O Lensa vai mudar muita coisa; os avatares são só o começo

O Lensa vai mudar muita coisa; os avatares são só o começo



CHAPEL HILL, North Carolina — Se você frequenta as redes sociais, tem grande chance de já ter visto amigos usando os ‘magic avatars’ do Lensa AI.

Em menos de duas semanas, o app saiu da obscuridade para figurar entre os mais baixados do mundo, tornando-se um dos maiores lançamentos da história do mundo mobile. 

O app existe desde 2018, mas saltou da casa dos US$ 5 milhões de receita por ano para mais de US$ 1 milhão de receita por dia na primeira semana de dezembro. 

A consultoria Sensor Tower, especializada em apps, estima que, entre 6 e 10 de dezembro, o Lensa tenha sido o app com maior receita diária dentre todos os apps da App Store nos EUA.

Mas o Lensa é apenas um prenúncio do que está por vir. 

Por trás do sucesso do Lensa AI está um algoritmo chamado Stable Diffusion, do qual os magic avatars são apenas a primeira aplicação bem-sucedida. 

O Stable Diffusion é um exemplo de ‘text-to-image AI’, ou seja, softwares de inteligência artificial que geram uma imagem em resposta a uma requisição por escrito do usuário. (Em outras palavras: o software lê o que você escreveu – digamos, “um astronauta na Lua tocando guitarra” – e desenha exatamente aquilo para você.)

A maneira como estes AIs funcionam parece ficção científica. 

O software recebe dois inputs: um prompt de texto (“um astronauta na Lua tocando guitarra”), e uma imagem aleatória de ruído que servirá de imagem inicial.

O algoritmo então retira da imagem tudo que não faz sentido com o prompt – um Michelângelo cibernético tirando do mármore tudo que não era Davi. 

Para fazer isso, o modelo precisou antes ser treinado a entender o que faz e não faz sentido com os conceitos escritos no prompt. O Stable Diffusion fez esse treinamento usando uma base de dados com mais de 5 bilhões de imagens com suas respectivas legendas, que permitiram ao AI entender os conceitos associados à imagens em si.

O Stable Diffusion não é o primeiro AI desse tipo. 

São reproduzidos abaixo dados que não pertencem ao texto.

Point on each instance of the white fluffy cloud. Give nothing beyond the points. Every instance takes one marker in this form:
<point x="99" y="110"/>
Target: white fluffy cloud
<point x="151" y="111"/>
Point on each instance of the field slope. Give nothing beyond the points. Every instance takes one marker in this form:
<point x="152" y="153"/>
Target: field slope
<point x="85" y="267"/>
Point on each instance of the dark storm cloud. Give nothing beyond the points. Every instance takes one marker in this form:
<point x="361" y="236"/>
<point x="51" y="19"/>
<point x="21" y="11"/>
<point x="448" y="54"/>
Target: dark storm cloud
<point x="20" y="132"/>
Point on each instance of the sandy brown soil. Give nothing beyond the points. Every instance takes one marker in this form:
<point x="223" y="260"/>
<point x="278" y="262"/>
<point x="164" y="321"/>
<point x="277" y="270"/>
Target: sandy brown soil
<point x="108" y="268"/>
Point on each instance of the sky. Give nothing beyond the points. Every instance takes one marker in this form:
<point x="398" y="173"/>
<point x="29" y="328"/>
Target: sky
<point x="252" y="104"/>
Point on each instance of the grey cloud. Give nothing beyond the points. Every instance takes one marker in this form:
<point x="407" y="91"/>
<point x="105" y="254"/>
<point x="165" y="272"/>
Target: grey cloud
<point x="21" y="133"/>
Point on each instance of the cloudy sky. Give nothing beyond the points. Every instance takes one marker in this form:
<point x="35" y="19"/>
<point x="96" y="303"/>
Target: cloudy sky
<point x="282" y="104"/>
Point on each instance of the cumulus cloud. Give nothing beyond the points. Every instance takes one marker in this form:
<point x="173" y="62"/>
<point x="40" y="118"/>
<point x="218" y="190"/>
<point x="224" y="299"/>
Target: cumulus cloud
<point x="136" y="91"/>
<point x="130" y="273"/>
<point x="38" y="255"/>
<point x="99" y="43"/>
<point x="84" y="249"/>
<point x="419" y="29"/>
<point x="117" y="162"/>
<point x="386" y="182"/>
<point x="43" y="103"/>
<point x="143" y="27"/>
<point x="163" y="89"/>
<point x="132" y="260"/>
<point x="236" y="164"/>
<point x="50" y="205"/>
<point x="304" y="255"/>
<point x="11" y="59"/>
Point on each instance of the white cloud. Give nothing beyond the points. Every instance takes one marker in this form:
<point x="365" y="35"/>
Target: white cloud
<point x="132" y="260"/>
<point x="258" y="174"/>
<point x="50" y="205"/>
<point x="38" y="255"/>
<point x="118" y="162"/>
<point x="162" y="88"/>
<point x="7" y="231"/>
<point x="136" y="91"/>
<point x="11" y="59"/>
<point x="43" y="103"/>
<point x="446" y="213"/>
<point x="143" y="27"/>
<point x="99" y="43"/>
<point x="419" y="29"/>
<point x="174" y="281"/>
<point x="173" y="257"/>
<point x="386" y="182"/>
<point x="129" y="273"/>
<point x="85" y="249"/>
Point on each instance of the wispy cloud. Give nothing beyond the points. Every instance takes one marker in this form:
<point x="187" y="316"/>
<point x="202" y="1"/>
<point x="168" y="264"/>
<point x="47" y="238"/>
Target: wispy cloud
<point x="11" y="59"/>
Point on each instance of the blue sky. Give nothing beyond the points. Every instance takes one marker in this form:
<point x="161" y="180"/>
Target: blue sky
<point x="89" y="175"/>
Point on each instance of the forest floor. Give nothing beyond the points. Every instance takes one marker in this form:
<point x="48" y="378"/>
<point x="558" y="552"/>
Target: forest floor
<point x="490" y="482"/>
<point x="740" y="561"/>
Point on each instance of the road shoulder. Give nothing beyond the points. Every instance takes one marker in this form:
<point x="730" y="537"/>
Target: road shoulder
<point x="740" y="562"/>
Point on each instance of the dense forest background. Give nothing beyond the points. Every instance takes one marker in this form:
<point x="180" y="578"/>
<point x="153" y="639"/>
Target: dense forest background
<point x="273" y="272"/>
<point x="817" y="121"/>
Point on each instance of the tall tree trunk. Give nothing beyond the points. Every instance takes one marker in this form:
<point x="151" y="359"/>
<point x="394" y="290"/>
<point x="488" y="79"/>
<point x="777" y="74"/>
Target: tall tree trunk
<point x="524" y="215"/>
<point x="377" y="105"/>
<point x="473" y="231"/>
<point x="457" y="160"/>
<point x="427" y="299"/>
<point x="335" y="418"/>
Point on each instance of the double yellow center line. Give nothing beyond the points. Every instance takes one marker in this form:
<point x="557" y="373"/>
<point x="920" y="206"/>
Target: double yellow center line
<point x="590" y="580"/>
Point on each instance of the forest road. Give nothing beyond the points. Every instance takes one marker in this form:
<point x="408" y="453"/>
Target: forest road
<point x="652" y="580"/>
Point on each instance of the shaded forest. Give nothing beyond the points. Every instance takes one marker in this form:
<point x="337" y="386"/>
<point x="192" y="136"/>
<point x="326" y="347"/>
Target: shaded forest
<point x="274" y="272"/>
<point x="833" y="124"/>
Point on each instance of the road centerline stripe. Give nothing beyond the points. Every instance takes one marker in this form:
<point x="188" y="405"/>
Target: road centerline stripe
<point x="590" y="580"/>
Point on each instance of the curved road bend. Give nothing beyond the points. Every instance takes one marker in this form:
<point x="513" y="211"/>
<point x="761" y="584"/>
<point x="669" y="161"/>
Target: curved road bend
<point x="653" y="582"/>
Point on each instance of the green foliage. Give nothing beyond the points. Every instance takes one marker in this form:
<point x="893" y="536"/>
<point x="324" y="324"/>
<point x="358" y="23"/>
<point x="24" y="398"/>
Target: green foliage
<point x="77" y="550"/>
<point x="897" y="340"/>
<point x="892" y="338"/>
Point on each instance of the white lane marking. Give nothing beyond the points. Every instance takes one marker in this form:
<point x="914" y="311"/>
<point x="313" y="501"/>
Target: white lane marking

O DALL-E, da OpenAI, foi lançado em 2021, seguido este ano pelo Imagen do Google e do Midjourney – este último fazendo bastante estardalhaço ao ter sido usado para ganhar uma competição de arte, sem o conhecimento dos organizadores. Já existem, inclusive, versões iniciais dessas tecnologias aplicadas à geração de imagens em 3D, como o DreamFusion do Google ou a Point-E da OpenAI.

O que torna o Stable Diffusion revolucionário é o fato de ser o primeiro AI do gênero lançado completamente em código livre. 

Em contraste com seus competidores – que rodam seus AIs em servidores na nuvem e impõem restrições aos resultados por questões de privacidade e segurança – a Stability AI (a startup por trás do Stable Diffusion) licenciou o algoritmo para uso geral e conseguiu empacotá-lo em um formato capaz de ser rodado em qualquer PC com uma placa de vídeo decente.

O resultado foi uma explosão de interesse e engajamento da comunidade de desenvolvedores e entusiastas de AI. 

Lançado há quatro meses, o repositório contendo o código-fonte do Stable Diffusion acumula 37.800 “likes” no Github, o maior site de compartilhamento de códigos-fonte do mundo, algo que o ethereum e bitcoin (dois dos maiores projetos open source do mundo) demoraram mais de 7 anos para alcançar. 

Não à toa, a Stability AI atingiu US$ 1 bilhão de valuation em outubro em um round liderado pela Coatue e Lightspeed Venture Partners.

Há quem diga que ao lançar o Stable Diffusion em código livre a Stability AI abriu uma verdadeira caixa de Pandora. Afinal, estes algoritmos podem ser usados para fomentar fake news, plagiar artistas ou gerar pornografia sem consentimento; a única forma de evitar este destino seria se os desenvolvedores tivessem mantido o controle dos algoritmos. 

Já os entusiastas do lançamento preferem focar nas oportunidades em vez dos riscos: graças ao lançamento open source, estamos prestes a ver uma avalanche de startups como a Lensa AI explorando essa tecnologia nos mais diferentes setores e aplicações. 

A criatividade dos fundadores é o único limite para o uso dessa tecnologia – afinal, o olho é a principal fonte de informação do ser humano, e qualquer setor que utilize imagens como fonte de dados pode ser profundamente alterado por esta tecnologia. 

Em outras palavras: depois do Lensa, a expressão “Não entendeu? Quer que eu desenhe?” ganhou um novo significado.

Foi dada a largada para um novo segmento da indústria de tecnologia.

A imagem acima foi gerada pelo Lensa AI.